The impending introduction of a salary cap into the Premier League could heighten the need for clubs to make the most of the opportunities that lie in the United States.
Last month an agreement in principle was reached regarding a salary cap being brought into English football's top tier. The move is an attempt to try and address the ever-growing gap between the biggest clubs and the rest of the division when it comes to revenue and spending.
At a shareholder meeting in London, the 20 member clubs voted on whether to introduce a spending cap that would be anchored to the broadcast revenues received by the team that finished last in the league the previous season. For context, that figure was £103.6million to Southampton in 2022/23.
The plan was to set a salary cap at five times that amount, with the sum to also include the costs for amortisation and agents fees. It was to be brought in as a backstop to the proposals for new financial controls to replace profit and sustainability rules from 2025, with the new regulations akin to UEFA's squad cost ratio rule.
Sixteen clubs were in favour, but Aston Villa, Manchester City and Manchester United were against, with Chelsea choosing to abstain. A final decision will be ratified at the Premier League’s AGM this summer.

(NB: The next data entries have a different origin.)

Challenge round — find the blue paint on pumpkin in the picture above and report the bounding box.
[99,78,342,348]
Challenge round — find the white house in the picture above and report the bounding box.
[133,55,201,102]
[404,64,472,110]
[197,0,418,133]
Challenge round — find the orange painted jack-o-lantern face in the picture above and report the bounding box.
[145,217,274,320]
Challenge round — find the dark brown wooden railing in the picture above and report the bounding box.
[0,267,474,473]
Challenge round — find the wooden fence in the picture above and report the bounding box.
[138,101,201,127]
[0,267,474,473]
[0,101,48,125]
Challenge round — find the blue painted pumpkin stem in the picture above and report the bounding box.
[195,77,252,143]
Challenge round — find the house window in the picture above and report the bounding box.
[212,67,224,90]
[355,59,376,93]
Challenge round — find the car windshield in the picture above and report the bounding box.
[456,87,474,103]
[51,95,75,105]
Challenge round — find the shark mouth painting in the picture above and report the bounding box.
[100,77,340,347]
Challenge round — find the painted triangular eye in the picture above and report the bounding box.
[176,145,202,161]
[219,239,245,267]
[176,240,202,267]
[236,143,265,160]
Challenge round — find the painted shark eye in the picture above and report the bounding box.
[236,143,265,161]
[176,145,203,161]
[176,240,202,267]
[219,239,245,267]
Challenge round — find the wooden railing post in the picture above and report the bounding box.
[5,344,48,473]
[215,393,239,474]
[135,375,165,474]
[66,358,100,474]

While seen by some clubs as a way to stop Man City from further strengthening their advantage when it comes to spending power through their mammoth revenues, could the introduction of such a measure be damaging to the Premier League in the long run? Neil Joyce, CEO of direct-to-fan data firm CLV Group, believes that the need for clubs to make their mark stateside is more important than ever given the financial controls coming down the tracks.